仕事と健康について

 今日は町に大雨が降り、真夏日だった気温もかなり落ち着いた日であった。あなたの住む場所はどうだっただろうか。台風も近付いてきているという、低気圧に弱みを抱えているのならば無理はしないでほしい。


 今回は、健康について書こうと思う。


 つい先日、激務のために覚醒剤を濫用していた元経産省官僚の記事を読んだ。


 私などはとても朝が弱いので、何らかの『頭を覚醒させる物質』を摂ることが多い。何のことはない、エスプレッソや、ちょっとしたビタミン剤である。


 それで事足りるのだからなんとも安上がりな人間だ。そのようなものがうっかりリタリンなど処方されて飲んでしまってはどうなるものだろうか。


 なんにせよ、非合法なルートで入手した薬物に頼らねば、日々の業務を遂行できないほどに、追い詰められてしまう人もいる。

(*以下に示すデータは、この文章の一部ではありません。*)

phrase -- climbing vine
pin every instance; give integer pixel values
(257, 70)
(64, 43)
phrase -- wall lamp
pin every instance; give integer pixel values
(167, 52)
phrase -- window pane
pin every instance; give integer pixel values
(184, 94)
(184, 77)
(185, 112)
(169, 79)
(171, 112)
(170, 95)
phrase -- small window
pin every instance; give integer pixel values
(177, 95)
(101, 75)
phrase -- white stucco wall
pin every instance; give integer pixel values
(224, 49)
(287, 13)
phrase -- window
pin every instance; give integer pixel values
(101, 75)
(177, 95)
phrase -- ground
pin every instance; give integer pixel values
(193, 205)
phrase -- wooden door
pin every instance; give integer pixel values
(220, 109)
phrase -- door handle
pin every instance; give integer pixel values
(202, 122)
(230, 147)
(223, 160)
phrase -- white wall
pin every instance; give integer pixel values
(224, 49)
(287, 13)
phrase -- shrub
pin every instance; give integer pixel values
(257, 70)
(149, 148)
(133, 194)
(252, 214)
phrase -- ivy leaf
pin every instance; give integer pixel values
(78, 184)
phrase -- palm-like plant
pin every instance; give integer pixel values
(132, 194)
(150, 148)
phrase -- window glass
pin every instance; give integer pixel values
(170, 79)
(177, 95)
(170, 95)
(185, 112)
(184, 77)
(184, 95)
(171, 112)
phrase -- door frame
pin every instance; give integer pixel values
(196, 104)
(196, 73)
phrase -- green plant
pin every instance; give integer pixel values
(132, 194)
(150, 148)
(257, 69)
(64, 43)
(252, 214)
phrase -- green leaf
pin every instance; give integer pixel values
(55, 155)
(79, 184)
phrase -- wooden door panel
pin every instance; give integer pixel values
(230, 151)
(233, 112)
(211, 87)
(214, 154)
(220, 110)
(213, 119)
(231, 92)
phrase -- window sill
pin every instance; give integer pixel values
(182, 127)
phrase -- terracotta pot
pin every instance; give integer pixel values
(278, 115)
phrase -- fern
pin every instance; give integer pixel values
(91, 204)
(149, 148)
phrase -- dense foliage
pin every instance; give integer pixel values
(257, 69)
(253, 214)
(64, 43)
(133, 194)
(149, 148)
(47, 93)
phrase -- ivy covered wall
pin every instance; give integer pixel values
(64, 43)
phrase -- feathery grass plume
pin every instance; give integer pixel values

 大なり小なり、仕事というのは、身体を壊しながら行うものだと思う。


 何故なら、人類は一日八時間の労働を週五で行えるようにはなっていないからだ。そのようなことを始めた歴史は浅い。我らが進化するまでに、あと百万年ほどはかかるのではないか。


 私には無理だった。


 既に諦めている。


 ただでさえ、やがて死ぬ命を生かすことの不毛さにうんざりとしているのに、何故その時間を労働などに費やさねばならないのか。


 それが、やるべきことであるのならばまだいい。


 しかし現実は、やってもやらなくてもいいことばかりである。むしろ、やらない方がいいこともある。やらねばならぬことは、すっかり機械がやってくれるようになってしまった。どうしても人が必要な場所はあるだろうが、私にお呼びはかからない。そういうことなのだろう。


 ここまでは、同様のことを前にも書いた。


 そういったところで、さて、健康の話である。


 友よ。


 柔らかい布団の上で眠っているか。

 椅子に座り、机の上に乗った物を食べているか。

 最低でも一日三回の小便と、一回の大便は出ているか。もしくは、出過ぎてはいないか。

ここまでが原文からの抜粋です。